大学出版会の書籍としては、異質な学術書でもなく学部教科書にも不向きと思われる権丈善一慶應大学教授の『再分配政策の政治経済学』シリーズ最新刊です。
紐付き付きの学者と財政学者の迷論、そして現場専門家の政策論形成不在の中、漂流し続けていた年金・医療・介護・教育・保育が、よいよ行き詰った小泉以後の時代に、「何も引かない、何も足さない」権丈再分配政策論が光を増している。

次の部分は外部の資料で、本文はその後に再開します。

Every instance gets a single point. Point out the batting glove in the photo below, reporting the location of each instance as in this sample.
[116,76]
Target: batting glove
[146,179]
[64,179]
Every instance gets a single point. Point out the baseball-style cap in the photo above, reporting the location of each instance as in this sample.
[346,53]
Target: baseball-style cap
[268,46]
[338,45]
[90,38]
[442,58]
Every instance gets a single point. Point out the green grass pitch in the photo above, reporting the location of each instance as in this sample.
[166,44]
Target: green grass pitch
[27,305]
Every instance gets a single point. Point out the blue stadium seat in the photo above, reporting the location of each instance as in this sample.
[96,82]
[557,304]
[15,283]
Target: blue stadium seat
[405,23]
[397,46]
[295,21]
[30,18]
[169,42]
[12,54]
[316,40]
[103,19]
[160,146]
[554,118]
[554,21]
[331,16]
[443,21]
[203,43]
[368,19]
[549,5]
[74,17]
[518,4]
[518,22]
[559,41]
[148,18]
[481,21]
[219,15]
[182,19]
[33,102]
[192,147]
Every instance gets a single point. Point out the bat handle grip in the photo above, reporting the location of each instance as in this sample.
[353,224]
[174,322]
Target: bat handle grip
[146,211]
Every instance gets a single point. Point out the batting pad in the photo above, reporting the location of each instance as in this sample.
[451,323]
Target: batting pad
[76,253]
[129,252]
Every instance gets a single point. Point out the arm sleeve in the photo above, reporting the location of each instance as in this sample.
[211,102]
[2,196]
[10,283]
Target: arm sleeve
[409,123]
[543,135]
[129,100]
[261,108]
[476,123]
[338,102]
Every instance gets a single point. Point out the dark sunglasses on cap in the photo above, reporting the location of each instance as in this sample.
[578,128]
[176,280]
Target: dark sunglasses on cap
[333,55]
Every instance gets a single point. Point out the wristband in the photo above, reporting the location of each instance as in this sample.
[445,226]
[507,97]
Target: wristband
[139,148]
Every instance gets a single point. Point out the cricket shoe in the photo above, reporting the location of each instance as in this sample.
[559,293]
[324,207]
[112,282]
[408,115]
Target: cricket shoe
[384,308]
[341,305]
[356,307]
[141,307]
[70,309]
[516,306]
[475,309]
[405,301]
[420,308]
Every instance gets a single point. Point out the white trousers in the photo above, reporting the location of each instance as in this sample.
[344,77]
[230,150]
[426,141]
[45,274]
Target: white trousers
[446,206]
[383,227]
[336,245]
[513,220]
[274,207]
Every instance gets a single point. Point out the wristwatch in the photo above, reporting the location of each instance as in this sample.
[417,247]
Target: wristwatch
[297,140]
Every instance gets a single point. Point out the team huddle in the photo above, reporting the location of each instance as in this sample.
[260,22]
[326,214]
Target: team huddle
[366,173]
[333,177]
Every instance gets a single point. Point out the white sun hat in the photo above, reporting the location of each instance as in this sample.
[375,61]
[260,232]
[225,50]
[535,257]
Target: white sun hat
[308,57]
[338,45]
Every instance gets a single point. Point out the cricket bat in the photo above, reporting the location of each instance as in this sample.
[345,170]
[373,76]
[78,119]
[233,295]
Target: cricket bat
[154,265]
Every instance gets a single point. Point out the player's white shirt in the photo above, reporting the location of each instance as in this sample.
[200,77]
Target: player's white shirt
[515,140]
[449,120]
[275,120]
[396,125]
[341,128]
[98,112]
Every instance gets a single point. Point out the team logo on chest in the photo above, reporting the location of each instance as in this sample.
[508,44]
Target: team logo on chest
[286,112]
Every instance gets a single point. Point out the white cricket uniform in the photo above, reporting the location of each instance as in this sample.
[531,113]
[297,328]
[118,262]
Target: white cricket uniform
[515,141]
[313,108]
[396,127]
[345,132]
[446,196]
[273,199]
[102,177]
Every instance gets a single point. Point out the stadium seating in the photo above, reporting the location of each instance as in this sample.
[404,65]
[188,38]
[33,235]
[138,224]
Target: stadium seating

本書は、政府の審議会委員にハナカラ向かない若白髪とノーネクタイがトレードマークの権丈善一慶應大学教授が、社会保障国民会議に遊びに出かけた(委員になった)際の事務局の官僚、頓珍漢な報道を続ける新聞、論理的に破綻した年金論にすがる野党第一党、与党内の「上げ潮派」をいなしながら、官僚機構の有効利用としての年金シュミレーションを実行し、年金論争の参加ハードルを引き上げ、年金論争に形を与えた時期の同時進行論考です。
社会保障国民会議と同時進行で、資料を開示し、議事録を公開し、新聞報道を検証する。そして、HPとメールを上手に使い学生に実物教育を行う。その全てが、「遊び」であり、専門家・学者としての矜持であるような権丈善一慶應大学教授の生き方を反映しているようである。
年金・医療・介護・教育・保育の現場専門家が、本書を消化し各分野の政策論を組み立て、国民をいかに説得できるのか?今後の日本の姿が形作られる分岐点に登場した一冊として、多くの読者を獲得して欲しい。